I don’t usually go out for soba since I make soba bibimguksu (비빔국수; spicy, cold noodles mixed with various vegetables, including kimchi) quite often at home. Sure, the noodles aren’t homemade, but it’s still pretty damn good. However, for lazy days when I just want to slurp with no fuss, I’ve become fond of Cocoron, the new soba joint run by the husband and wife team (Yoshihito Kida and Mika Ohie, respectively) who met working at Soba Totto. The buckwheat noodles are made in-house daily, but more than the noodles, I like Cocoron for the interesting toppings.
Servings are small at Cocoron, so I would recommend an appetizer to start. The Zaru Tofu or homemade silky tofu ($5) — a block of tofu, more creamy than silky, served with shredded seaweed, scallions, ginger, bonito flakes, and soy sauce on the side — is a fine one to pick. Don’t go crazy with the soy sauce though as it’ll overpower the delicate flavor of the tofu.
Speaking of bibimguksu, Cocoron’s Kimchee Soba ($10) is basically bibimguksu, but less spicy and sweet. If you find Korean bibimguksu a little too spicy and intense, you’ll like Cocoron’s rendition.
I prefer the Korean version, of course, but I do like the barely poached egg served on the side. Mixed into the noodles, the yolk adds creaminess and body. I’ll be stealing this idea for my bibimguksu meals at home.
On the side, the soba comes with tsuyu (dipping sauce), an egg, wasabi, and a small bowl of roasted sesame seeds with a pestle so you can pound the seeds to your desired level of fineness. A bowl of pre-crushed sesame seeds would suffice, but a pestle makes it more fun. If you don’t find grinding sesame seeds fun (party-pooper), just throw in the sesame seeds whole along with the egg, wasabi, and tsuyu.
The natto soba, however, is really tasty not so much because of the fun sesame seeds, but the nose-clearing wasabi that cuts the earthiness of the natto. But, be forewarned, this is coming from a person that really loves natto. If you’ve never had natto, you may find it funky and stinky, even though I personally find the natto at Cocoron mild. The gooey threads that latch onto your chopsticks from the viscous natto may also creep you out, but for me it’s just a minor annoyance. Eat quickly and the delicious problem will disappear.

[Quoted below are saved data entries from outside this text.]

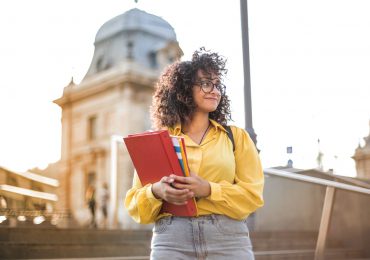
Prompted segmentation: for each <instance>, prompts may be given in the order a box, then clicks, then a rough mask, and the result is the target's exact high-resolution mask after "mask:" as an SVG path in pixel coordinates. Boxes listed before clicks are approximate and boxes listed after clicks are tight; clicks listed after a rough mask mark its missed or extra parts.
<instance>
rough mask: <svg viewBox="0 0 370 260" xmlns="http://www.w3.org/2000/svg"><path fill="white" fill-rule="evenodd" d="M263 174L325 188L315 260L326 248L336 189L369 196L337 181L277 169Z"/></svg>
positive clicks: (368, 190) (343, 183) (321, 253)
mask: <svg viewBox="0 0 370 260" xmlns="http://www.w3.org/2000/svg"><path fill="white" fill-rule="evenodd" d="M264 172H265V174H268V175H272V176H278V177H282V178H287V179H291V180H296V181H302V182H306V183H313V184H318V185H321V186H325V187H326V193H325V199H324V205H323V211H322V214H321V221H320V228H319V234H318V238H317V242H316V249H315V260H322V259H324V255H325V246H326V239H327V235H328V230H329V225H330V220H331V214H332V209H333V204H334V195H335V191H336V189H341V190H347V191H353V192H357V193H360V194H365V195H370V189H366V188H362V187H358V186H354V185H350V184H345V183H340V182H337V181H330V180H325V179H320V178H316V177H311V176H306V175H301V174H299V173H298V174H297V173H291V172H287V171H282V170H277V169H271V168H269V169H264Z"/></svg>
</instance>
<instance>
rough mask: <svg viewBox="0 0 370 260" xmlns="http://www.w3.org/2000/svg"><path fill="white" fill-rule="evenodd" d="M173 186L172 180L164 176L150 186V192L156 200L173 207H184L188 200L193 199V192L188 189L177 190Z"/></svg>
mask: <svg viewBox="0 0 370 260" xmlns="http://www.w3.org/2000/svg"><path fill="white" fill-rule="evenodd" d="M174 186H175V184H174V178H172V177H167V176H165V177H163V178H162V179H161V180H160V181H158V182H156V183H154V184H153V185H152V192H153V194H154V196H155V197H156V198H160V199H163V200H165V201H167V202H170V203H172V204H175V205H185V204H187V203H188V202H187V201H188V200H189V199H190V198H192V197H194V192H192V191H190V190H189V189H178V188H177V187H176V188H175V187H174Z"/></svg>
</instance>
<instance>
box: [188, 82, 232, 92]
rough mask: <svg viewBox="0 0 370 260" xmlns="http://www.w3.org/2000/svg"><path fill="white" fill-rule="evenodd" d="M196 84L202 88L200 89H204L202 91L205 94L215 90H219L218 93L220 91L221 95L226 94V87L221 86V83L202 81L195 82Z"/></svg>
mask: <svg viewBox="0 0 370 260" xmlns="http://www.w3.org/2000/svg"><path fill="white" fill-rule="evenodd" d="M195 84H197V85H198V86H200V88H201V89H202V91H203V92H204V93H207V94H208V93H211V92H212V91H213V89H214V88H217V89H218V91H220V92H221V93H224V91H225V85H223V84H221V83H219V82H218V83H213V82H212V81H210V80H202V81H197V82H195Z"/></svg>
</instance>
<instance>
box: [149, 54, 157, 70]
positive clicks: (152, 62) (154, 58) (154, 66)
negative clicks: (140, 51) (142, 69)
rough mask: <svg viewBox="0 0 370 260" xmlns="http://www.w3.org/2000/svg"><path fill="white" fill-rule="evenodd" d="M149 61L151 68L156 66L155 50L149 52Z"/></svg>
mask: <svg viewBox="0 0 370 260" xmlns="http://www.w3.org/2000/svg"><path fill="white" fill-rule="evenodd" d="M149 62H150V67H152V68H153V69H155V68H157V67H158V62H157V54H156V53H155V52H150V53H149Z"/></svg>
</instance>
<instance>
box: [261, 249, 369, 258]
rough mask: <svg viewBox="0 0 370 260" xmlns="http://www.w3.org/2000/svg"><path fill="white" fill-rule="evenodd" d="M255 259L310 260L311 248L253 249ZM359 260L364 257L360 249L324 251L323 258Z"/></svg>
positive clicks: (363, 252)
mask: <svg viewBox="0 0 370 260" xmlns="http://www.w3.org/2000/svg"><path fill="white" fill-rule="evenodd" d="M254 253H255V258H256V260H312V259H314V256H315V250H313V249H298V250H269V251H255V252H254ZM337 259H338V260H342V259H346V260H355V259H356V260H360V259H370V258H365V254H364V252H363V251H362V250H361V249H343V248H331V249H327V250H326V251H325V260H337Z"/></svg>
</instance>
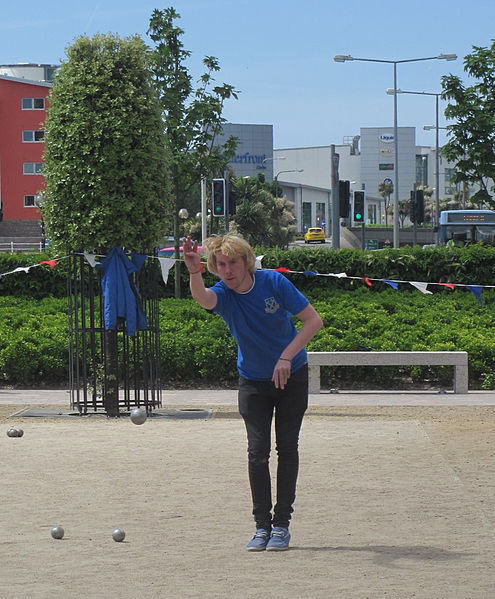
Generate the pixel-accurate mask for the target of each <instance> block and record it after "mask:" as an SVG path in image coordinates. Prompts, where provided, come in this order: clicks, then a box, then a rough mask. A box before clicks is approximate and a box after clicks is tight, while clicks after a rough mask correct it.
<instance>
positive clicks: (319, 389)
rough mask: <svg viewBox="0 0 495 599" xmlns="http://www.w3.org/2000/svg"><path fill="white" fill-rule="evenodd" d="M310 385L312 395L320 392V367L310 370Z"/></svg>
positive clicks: (309, 389)
mask: <svg viewBox="0 0 495 599" xmlns="http://www.w3.org/2000/svg"><path fill="white" fill-rule="evenodd" d="M308 383H309V392H310V393H319V392H320V367H319V366H310V367H309V369H308Z"/></svg>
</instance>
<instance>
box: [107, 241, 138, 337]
mask: <svg viewBox="0 0 495 599" xmlns="http://www.w3.org/2000/svg"><path fill="white" fill-rule="evenodd" d="M145 261H146V256H144V255H142V254H131V257H130V259H129V258H128V256H126V254H125V253H124V250H123V249H122V248H120V247H114V248H112V249H111V250H110V252H109V253H108V255H107V256H106V258H104V259H103V260H102V261H101V262H99V263H97V264H96V268H98V269H99V270H101V271H103V275H102V278H101V287H102V293H103V314H104V320H105V329H107V330H112V329H115V328H116V327H117V324H118V323H120V322H122V321H125V322H126V326H127V332H128V334H129V335H130V336H131V337H133V336H134V335H135V333H136V331H142V330H144V329H146V328H147V326H148V323H147V321H146V315H145V313H144V310H143V308H142V306H141V299H140V297H139V294H138V292H137V289H136V286H135V285H134V283H133V282H132V281H131V279H130V276H131V275H132V274H133V273H135V272H139V270H141V267H142V266H143V264H144V263H145Z"/></svg>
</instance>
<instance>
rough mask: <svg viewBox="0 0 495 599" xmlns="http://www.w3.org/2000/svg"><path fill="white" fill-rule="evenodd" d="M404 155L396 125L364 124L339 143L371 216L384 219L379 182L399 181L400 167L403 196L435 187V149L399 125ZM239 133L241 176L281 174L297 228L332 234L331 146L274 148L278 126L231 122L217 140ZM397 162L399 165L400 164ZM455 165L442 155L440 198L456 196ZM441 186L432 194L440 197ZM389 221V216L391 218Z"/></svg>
mask: <svg viewBox="0 0 495 599" xmlns="http://www.w3.org/2000/svg"><path fill="white" fill-rule="evenodd" d="M398 134H399V139H398V143H399V159H398V161H397V162H396V159H395V158H396V157H395V144H394V130H393V128H392V127H363V128H361V130H360V135H355V136H354V137H349V138H346V139H344V143H343V144H339V145H335V152H336V153H337V154H338V155H339V179H341V180H347V181H350V183H351V190H357V189H365V190H366V200H367V201H366V206H367V208H366V215H365V217H366V221H367V223H370V224H375V223H376V224H383V223H385V220H386V219H385V205H384V199H383V198H382V197H381V196H380V194H379V193H378V185H379V184H380V183H384V182H391V183H392V184H393V185H394V186H395V169H396V168H397V166H398V168H399V199H400V200H407V199H409V197H410V192H411V191H412V190H413V189H414V185H415V184H416V185H427V186H429V187H431V188H435V187H436V183H435V180H436V177H435V170H436V164H435V148H432V147H428V146H417V145H416V139H415V138H416V130H415V128H414V127H399V128H398ZM231 135H233V136H235V137H237V138H238V146H237V150H236V155H235V156H234V158H233V159H232V160H231V162H230V166H231V167H232V169H233V170H234V173H235V174H236V176H237V177H246V176H249V177H256V176H257V175H258V174H259V173H260V172H261V173H264V175H265V178H266V180H267V181H271V180H272V179H276V180H277V181H278V182H279V184H280V185H281V186H282V188H283V190H284V193H285V195H286V196H287V198H288V199H289V200H291V201H293V202H294V204H295V213H296V228H297V230H298V231H304V230H306V229H307V228H308V227H311V226H322V227H324V228H325V229H326V232H327V235H330V234H331V230H332V229H331V223H332V211H331V206H332V204H331V160H330V153H331V146H330V145H328V146H317V147H307V148H280V149H276V150H274V149H273V126H272V125H256V124H236V123H226V124H225V125H223V134H222V136H221V137H219V138H218V140H217V143H222V140H223V139H224V138H227V137H229V136H231ZM396 165H397V166H396ZM454 172H455V165H453V164H449V163H448V162H447V161H445V160H444V159H443V158H441V157H440V168H439V183H440V185H439V187H440V190H439V197H440V198H448V197H452V195H453V193H454V192H455V191H456V188H455V186H454V185H453V184H452V183H451V178H452V175H453V174H454ZM435 193H436V189H435V190H434V194H433V196H432V198H433V199H435ZM387 220H388V222H389V224H390V221H391V219H390V216H389V217H388V219H387Z"/></svg>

At Cocoron, like at other soba houses in New York, when you’re done, your server will come by with a pot of soba-yu, hot water in which the noodles were cooked. However, unlike other restaurants, the server at Cocoron will espouse the virtues of the starchy liquid. It seems soba-yu is rich with vitamin B. Whether you care about vitamins or not, pour it into your bowl, add some leftover tsuyu, and drink it. It’ll warm up your stomach after all the cold soba.
Besides cold soba, Cocoron also has warm soba and tsukemen (dipping-style) soba. I’ll be exploring that section of the menu in the coming months. The summer should bring many lazy days, my lazy days of soba.